Not to be deterred, I started experimenting and discovered that it's easy to get any bitterness or strong flavor out of tempeh and transform it into crumbles that are ready to take anywhere you want to go.

There are 2 methods you'll run into – steaming or simmering. Personally, I always use the simmering method because I like to infuse flavorful liquid and simmered tempeh gets soft and tender. This makes it happier to take on spices and sauces or even marinades.

Yes, crumbled tempeh is this easy

1. Start by cutting the tempeh block into smaller pieces. This makes it easier to handle for crumbling.

2. Crumble the tempeh into bite-sized pieces.

3. Add the tempeh plus about 5 cups of vegetable broth (this is for 8 ounces of tempeh). I always add a tablespoon of Tamari or soy sauce or an added depth of flavor.

4. Simmer the tempeh for 15-20 minutes.
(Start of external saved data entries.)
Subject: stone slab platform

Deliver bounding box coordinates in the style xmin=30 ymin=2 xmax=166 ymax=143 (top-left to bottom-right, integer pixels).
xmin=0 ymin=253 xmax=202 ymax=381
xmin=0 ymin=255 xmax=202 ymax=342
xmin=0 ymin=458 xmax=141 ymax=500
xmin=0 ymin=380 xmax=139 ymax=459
Make sure you have enough broth so that it does not completely dissipate.

5. Drain the tempeh using a colander (or strainer). Press the tempeh pieces again the side using the back of a spoon to get excess moisture out.

Now what?

Once you have your tempeh crumbled and simmered, it will be flavorful and soft and ready to serve your culinary needs. I use tempeh to enhance the flavor and texture of many dishes and also use it as tempeh 'meat'.

Grab your favorite recipe here!

Our original tempeh tacos

Loaded Tempeh Stew

Deluxe Tempeh Burgers

Tempeh Bolognese

Tempeh Asada Tacos

Tempeh Breakfast Sausage

Tempeh Mushroom Stroganoff

Final thoughts

The intent for learning to make perfect tempeh crumbles is not to recreate meat, it's about exploring a new (or favorite) ingredient and creating new ways to enjoy healthy food. Once you master making tempeh crumbles, you get to expand your eating horizons and that helps keep you moving forward in your chosen direction. Peace.

four pictures showing crumbling, simmering, draining, sauteing tempeh

Print

make perfect Tempeh crumbles

a white bowl is filled with cooked and crumbled tempeh

Learn to make perfect tempeh crumbles to maximize the flavor and texture of this tasty power food that stars in many of your favorite plant-based recipes.

  • Prep Time: 10 minutes
  • Cook Time: 30 minutes
  • Total Time: 40 minutes
  • Yield: 8 ounces 1x
  • Category: Tips & Techniques
  • Cuisine: Plant-based
  • Diet: Vegan

Simmer

  • 18 oz. block tempeh
  • 5 cups vegetable broth (depending on pan depth)
  • 1 Tbsp. Tamari (or soy sauce)
  1. Slice the tempeh into strips and crumble into pieces (thumbnail size).
  2. Place the tempeh into a pan, cover with broth and 1 tablespoon tamari (or soy sauce) and simmer for 20 minutes.
  3. Drain the crumbles and press the sides of the colander to get as much liquid out as possible.
  4. Use tempeh crumbles in your favorite recipes. We've got a list for you and more on the way.

Notes

  • Nutritional information per serving will depend on how you use your tempeh crumbles.
  • Make sure you have enough broth in the pan so that all the liquid doesn't cook away as you simmer the tempeh.
  • You can use the same process for simmering tempeh if you are preparing it as strips for tempeh bacon or other uses.
  • You can prepare the tempeh crumbles and store them in the fridge for up to 4 days before using.
  • If you want to ramp up the infusion for simmered tempeh, consider adding spices or ingredients such as crushed garlic, minced ginger, dried chilis, or other aromatics that will compliment your final dish.